Ist es riskant ein Auto zu kaufen, dass sich noch in der Finanzierung befindet?

10 Antworten

Du machst einen Kaufvertrag und zahlst die Kaufsumme an die Bank. Die gleicht damit den Kredit aus und gibt Dir den Kfz-Brief und den Rest der Kaufsumme dem Verkäufer.

Also muss vorher geklärt werden wie hoch die Restkreditsumme bei der 'Bank ist (der Verkäufer fragt vorher die Bank und die schreibt ihm die Restforderung).

Wenn der Kaufpreis geringer als die Restforderung ist muss der Verkäufer die Differenz der Bank bezahlen.

Also wie gesagt: Du machst einen Kaufvertrag und in dem wird die Restsumme bei der Bank eingetragen und auf welches Konto bei der Bank Du das einzahlen sollst. Und natürlich regelst Du das selbst mit der Bank sobald Du einen Kaufvertrag hast.

Und wenn ich das Geld dann an Audi überweise, vielleicht nimmt sich der Verkäufer dann einfach den Brief und sagt zu mir er ist der Besitzer und er will sein Auto zurück.

@sarah778811

Der Verkäufer kann den Brief nicht bekommen weil Deine Überweisung wird unter der Voraussetzung getätigt, dass die Bank (meinetwegen Audi Bank) Dir den Brief aushändigt. Das Risiko liegt eher in der Autoübergabe. Denn Du bekommst schon den Brief von der Bank gegen die Zahlung - das wird halt vorher zwischen Dir, dem Verkäufer und der Bank vereinbart. Aber wo dann das Auto ist ist halt meist nicht das Ding der Bank. Also wäre die sicherste Variante: Die Bank (oder ein Dritter) bekommt das Auto (aber keinen Brief) nach der Vereinbarung über den Kaufpreis und Abschlussw des Kaufvertrages.

Prinzipiell kein Problem, wenn er die Audi-Bank mit in die Abwicklung holt und du entweder direkt an die überweist (und den Brief von denen bekommst) oder er es irgendwie anderweitig mit denen so abstimmt, dass Brief gegen Geld getauscht wird.

Es besteht definitiv ein Risiko, dass es zu Verzögerungen und sonstigen Ärgernissen bei der Abwicklung kommt.

Generell sollte das problemlos gehen.

Wenn du die Finanzierung komplett ablöst soltest du vorher mit der Bank sprechen. da können evtl. Haken sein, dass eine Ablösung gar nicht funktioniert.

Was ich nicht machen würde ist das Auto kaufen und die Finanzierung noch über den Vorbesitzer laufen lassen.

richtig, auf gar keinen Fall die Finanzierung des Vorbesitzers übernehmen

@jgobond

Die Finanzierung kann man schon übernehmen wenn man will.

Man sollte nur nicht die Finanzierung beim Vorbesitzer laufen lassen.
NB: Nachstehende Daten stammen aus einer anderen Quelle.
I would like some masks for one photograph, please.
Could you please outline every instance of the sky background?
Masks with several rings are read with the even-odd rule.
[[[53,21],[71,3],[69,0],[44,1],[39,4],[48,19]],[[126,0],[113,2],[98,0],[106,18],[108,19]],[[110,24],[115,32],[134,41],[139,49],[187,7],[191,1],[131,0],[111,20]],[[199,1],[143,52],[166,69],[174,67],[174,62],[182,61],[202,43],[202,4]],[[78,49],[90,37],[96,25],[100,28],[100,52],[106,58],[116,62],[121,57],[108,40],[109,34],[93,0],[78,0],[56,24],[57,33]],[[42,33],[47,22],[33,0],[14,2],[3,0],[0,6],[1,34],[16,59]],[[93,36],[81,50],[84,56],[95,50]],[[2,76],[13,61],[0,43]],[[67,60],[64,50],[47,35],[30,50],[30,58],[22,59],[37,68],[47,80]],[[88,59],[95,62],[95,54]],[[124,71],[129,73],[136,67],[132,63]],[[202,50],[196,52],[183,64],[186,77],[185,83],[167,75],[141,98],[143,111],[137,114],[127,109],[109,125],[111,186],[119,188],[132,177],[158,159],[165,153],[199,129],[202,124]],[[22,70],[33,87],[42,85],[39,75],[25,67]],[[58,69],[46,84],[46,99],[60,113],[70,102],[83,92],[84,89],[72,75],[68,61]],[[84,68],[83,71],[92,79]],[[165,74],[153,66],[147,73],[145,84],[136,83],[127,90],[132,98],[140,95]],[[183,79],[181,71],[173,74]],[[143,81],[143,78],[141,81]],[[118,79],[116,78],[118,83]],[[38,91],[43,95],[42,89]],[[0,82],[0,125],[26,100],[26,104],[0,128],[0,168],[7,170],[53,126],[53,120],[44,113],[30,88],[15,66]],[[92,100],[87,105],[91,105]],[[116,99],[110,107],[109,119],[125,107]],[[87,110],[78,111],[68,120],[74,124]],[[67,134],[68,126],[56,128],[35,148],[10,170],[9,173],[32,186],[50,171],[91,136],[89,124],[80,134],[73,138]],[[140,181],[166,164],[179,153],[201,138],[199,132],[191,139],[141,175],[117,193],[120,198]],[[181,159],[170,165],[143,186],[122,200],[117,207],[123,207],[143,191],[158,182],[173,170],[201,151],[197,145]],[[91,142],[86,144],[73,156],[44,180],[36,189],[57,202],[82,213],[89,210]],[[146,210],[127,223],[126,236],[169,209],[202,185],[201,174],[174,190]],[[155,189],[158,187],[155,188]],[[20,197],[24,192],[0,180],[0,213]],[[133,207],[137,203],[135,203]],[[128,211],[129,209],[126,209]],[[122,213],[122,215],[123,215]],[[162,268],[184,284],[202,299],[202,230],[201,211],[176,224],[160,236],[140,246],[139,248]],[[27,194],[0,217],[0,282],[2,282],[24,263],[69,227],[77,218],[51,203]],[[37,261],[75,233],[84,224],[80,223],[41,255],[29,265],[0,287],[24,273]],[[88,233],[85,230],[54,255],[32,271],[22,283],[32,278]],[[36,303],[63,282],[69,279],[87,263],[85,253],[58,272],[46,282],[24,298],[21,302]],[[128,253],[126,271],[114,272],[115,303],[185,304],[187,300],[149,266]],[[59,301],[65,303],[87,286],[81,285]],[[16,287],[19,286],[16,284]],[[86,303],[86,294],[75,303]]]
Denn da ist das Auto schnell weg, wenn der einfach zu zahlen aufhört.

Würde ich die Finger von lassen. Zu kompliziert, zu viele Leute im Boot, bei der Marktlage unnötig, zu viele Stolperfallen. Man bekommt es i.d.R. mit Leuten zu tun, die einen mit irgendeinem Mist zulabern um das oder gar die eigentlichen Probleme zu verschleiern und hat hinterher schnell das Problem irgendwem oder -was hinterher laufen zu müssen.

Ein Auto innerhalb einer Finanzierung verkauft auch niemand freiwillig. Da ist ordentlich Ebbe im Portemonaie und es fragt sich sofort, ob denn vorher das Geld überhaupt für die anstehenden Wartungskosten gereicht hat....

Nachtrag: es kann auch sein, dass es sich um ein Montagsauto handelt und der Besitzer will das Groschengrab los werden.